Ancak Obama yönetimiyle birlikte, Soğuk Savaşın sona ermesinden bu yana ABDnin Ortadoğuda uyguladığı ana (grand) strateji değişikliğe uğradı. Bu yeni dönemde Washingtonun bölgedeki çıkarlarını gözeteceğini ve daha az maliyetli olduğunu düşündüğü yeni ana (grand) strateji ise “kıta-ötesi dengeleme” (offshore balancing)dir. Bu yeni strateji uyarınca ABD, kendi güvenliğini ve nispi gücünü tehlikeye atacak bölgesel bir hegemon güç çıkmadığı takdirde Ortadoğu meseleleriyle doğrudan ilgilenmeyecektir. “Kıta-ötesi dengeleme”de birinci ve öncelikli hedef Ortadoğuda muhtemel bir bölgesel hegemonun hâkimiyet kurmasına engel olmaktır. İkinci olarak, bu strateji devreye sokulduğunda ortaya derhal doldurulmayı bekleyen ciddi bir güç boşluğu çıkmaktadır. Bu sayede diğer büyük güçler ve bölgesel güçler kendi aralarında girecekleri güç ve nüfuz rekabeti sonucunda enerji harcamalarıyla ABD kendi göreli gücünü korumuş olacaktır. Ayrıca ABD üçüncü olarak, kendisine ekonomik ve askeri maliyetler getiren gereksiz savaşlardan (Yemen ve Suriye müdahaleleri) da kurtulmuş olacaktır. Üstelik Ortadoğuya askeri ve ekonomik bakımdan daha az enerji harcayarak ulusal çıkarlarını (muhtemel bölgesel hegemonu engelleme) korumuş olacaktır. ABDnin enerji konusunda dışarıya bağımlılığının olabildiğince azaldığı bir dönemde enerji zengini Ortadoğuda bu stratejiyi takip etmek daha kolay gözükmektedir.

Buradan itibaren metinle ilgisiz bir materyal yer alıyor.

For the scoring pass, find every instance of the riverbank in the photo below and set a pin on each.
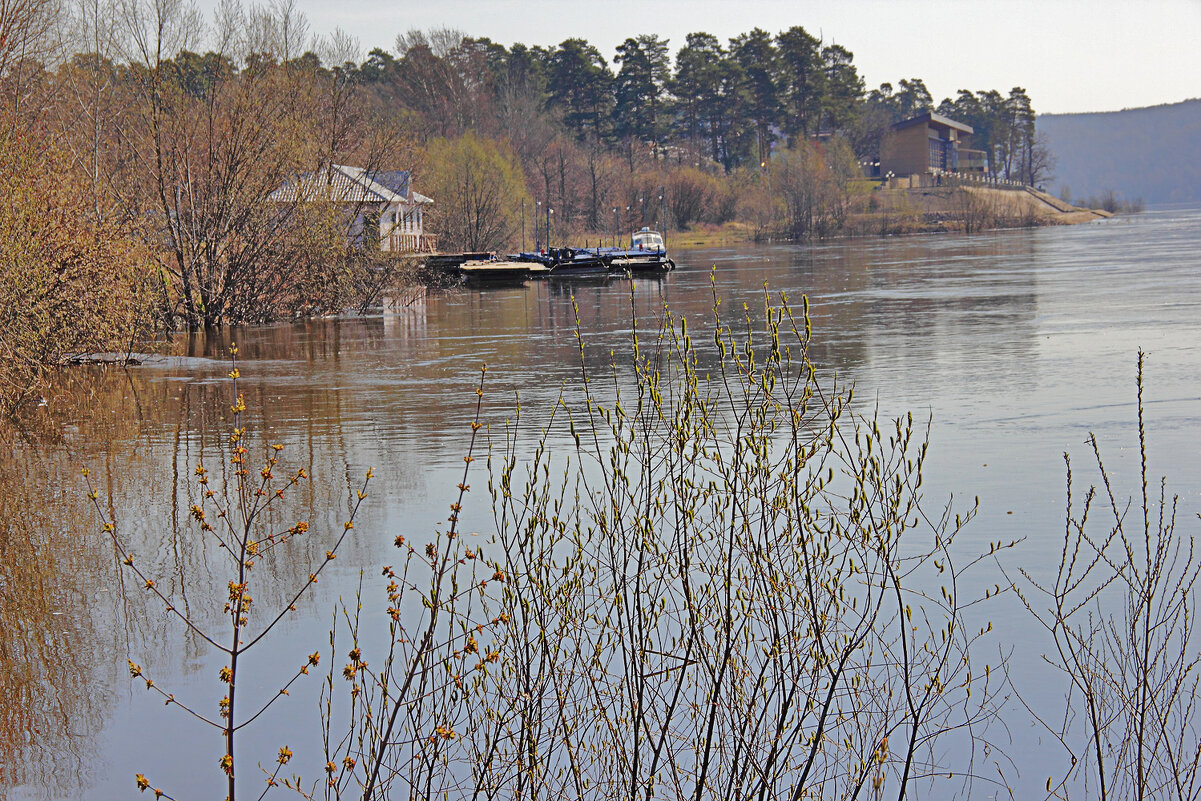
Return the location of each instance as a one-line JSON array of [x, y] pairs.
[[961, 209]]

ABDnin izlediği bu yeni stratejinin bölge dengeleri ve siyaseti açısından son derece önemli sonuçları söz konusudur. Bölge devletlerinin iki karşıt kutup şeklinde saflaşması ve bölgesel istikrarsızlık bununla yakından alakalıdır. Şöyle ki, ABDnin bölge üzerindeki hâkimiyeti ve bölgesel meselelerde doğrudan kendisinin sorumluluk yüklenmesinin olumlu yan etkisi bölgesel istikrarının korunmasıydı. Ancak ABDnin bu yeni stratejisinin ortaya çıkardığı güç ve güvenlik boşluğunda sadece bölgesel güçler değil (İran, Arabistan ve Türkiye), aynı zamanda bölge dışından büyük güçler de (Rusya gibi) Ortadoğuda söz konusu boşluğu kendi lehlerine doldurma rekabetine tutuştular. Bunun doğal sonucu ise Ortadoğuda bölgesel güç dengesinin değişmesi, bölgesel istikrarsızlık ve çatışmaların gün yüzüne çıkmasıdır.

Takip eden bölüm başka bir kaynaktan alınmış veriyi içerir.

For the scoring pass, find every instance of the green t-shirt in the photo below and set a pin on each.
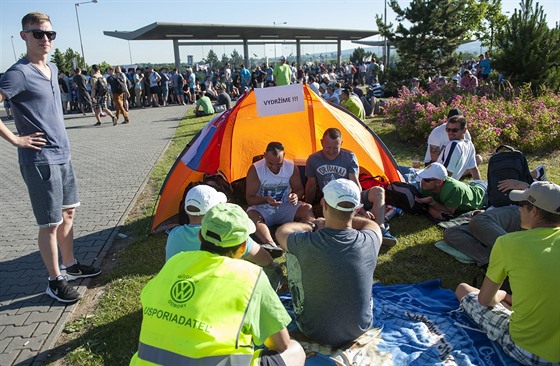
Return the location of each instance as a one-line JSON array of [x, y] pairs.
[[282, 74], [206, 104], [531, 260], [265, 315], [458, 195], [353, 107]]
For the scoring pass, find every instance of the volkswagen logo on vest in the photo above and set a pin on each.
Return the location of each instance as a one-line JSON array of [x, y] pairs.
[[182, 291]]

Bu sebeple bölgesel güçler arasındaki rekabet ve düşmanlık giderek derinleşmektedir. Özellikle bölge dışından Rusya ve bölge içinden İranın hem de eşgüdüm halinde fırsatları değerlendirme çabaları Suudi Arabistan ve Türkiye gibi ABDnin geleneksel müttefiklerini tedirgin etmektedir. Kendi başlarına söz konusu tehditlerle baş etme kapasitesinden yoksun olan bölgesel aktörler askeri işbirliğine gitme gereksinimi duydular. Diğer bir deyişle bölgede doğan boşlukları art arda dolduran Rusya, İran, Irak ve Suriye koalisyonu karşısında Suudi Arabistan ve Türkiyenin başı çektiği ve yaklaşık 34 ülkeden müteşekkil koalisyon karşıt denge olarak kuruldu. Ortadoğu güç dengesinin hali hazırdaki manzarası bundan ibarettir.

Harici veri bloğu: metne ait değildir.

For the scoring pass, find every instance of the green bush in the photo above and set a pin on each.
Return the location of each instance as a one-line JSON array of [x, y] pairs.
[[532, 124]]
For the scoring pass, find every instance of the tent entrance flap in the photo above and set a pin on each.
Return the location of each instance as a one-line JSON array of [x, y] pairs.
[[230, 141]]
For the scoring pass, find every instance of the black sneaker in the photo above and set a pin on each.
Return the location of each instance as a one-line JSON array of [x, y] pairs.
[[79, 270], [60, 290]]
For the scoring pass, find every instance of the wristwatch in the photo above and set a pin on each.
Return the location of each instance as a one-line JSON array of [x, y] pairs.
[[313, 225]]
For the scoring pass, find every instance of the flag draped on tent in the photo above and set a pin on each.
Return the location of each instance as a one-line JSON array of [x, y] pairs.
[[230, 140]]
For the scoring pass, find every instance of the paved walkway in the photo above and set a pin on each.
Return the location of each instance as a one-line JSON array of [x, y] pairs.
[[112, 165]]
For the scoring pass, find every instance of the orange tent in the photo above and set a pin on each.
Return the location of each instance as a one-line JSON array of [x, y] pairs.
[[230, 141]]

Bundan sonra bölge siyaseti nasıl bir seyir izleyecek diye bakıldığında artan Rusya-İran askeri varlığı bölge devletleri için ciddi güvenlik tehdidi oluşturmaktadır. Bunun önüne geçilmesi çabası (Suriyeye askeri müdahale) saflarını sıkılaştıran iki kutup arasında istenmeyen, ancak muhtemel gözüken çatışmaya dönüşebilir. Uygulamaya konduğunu düşündüğümüz yeni stratejinin yansımaları ekseninde bakıldığında hem Avrupa hem de Orta Asyada potansiyel hegemon olan Rusya enerjisini Ortadoğuda harcayarak yıpranmaktadır. Öte yandan ABD İran ile nükleer anlaşmayı imzalayarak İranın nükleer silaha sahip olup potansiyel bölgesel hegemona dönüşmesini engellemiş oldu. Nükleer silah yolunda ilerleyen ya da bunu elde etmiş olan bir İranla doğrudan ABD ilgilenmek zorundaydı. Ancak yapılan anlaşmayla İranın nükleer silaha ulaşmasının önü kesilmesi sonrasında konvansiyonel askeri kapasitesiyle bölgede nüfuzunu artırması karşısından ise ABDnin kendisi değil, Suudi Arabistan ve Türkiye gibi güçler ilgilenmek zorunda kalmaktadır.
Nihai olarak yeni ana (grand) strateji açısından mevcut Ortadoğu denklemine bakıldığında ABDye ihtiyaç kalmadan her hangi bir gücün diğerleri pahasına bölge üzerinde tek başına hâkimiyet kuramayacağı yeni bir bölgesel düzen kurulmaya doğru gitmektedir. Ta ki Rusya ya da İranın beklenmedik bir şekilde aşırı yayılmalarının önüne geçilememesine kadar. Bu durumda ise ABD meseleye doğrudan müdahil olacaktır. ABD bunun da önüne geçmek için bu blokun dengelenebilmesi noktasında ağırlığını 34 üyeli İslam koalisyonundan yana kullanmaktadır.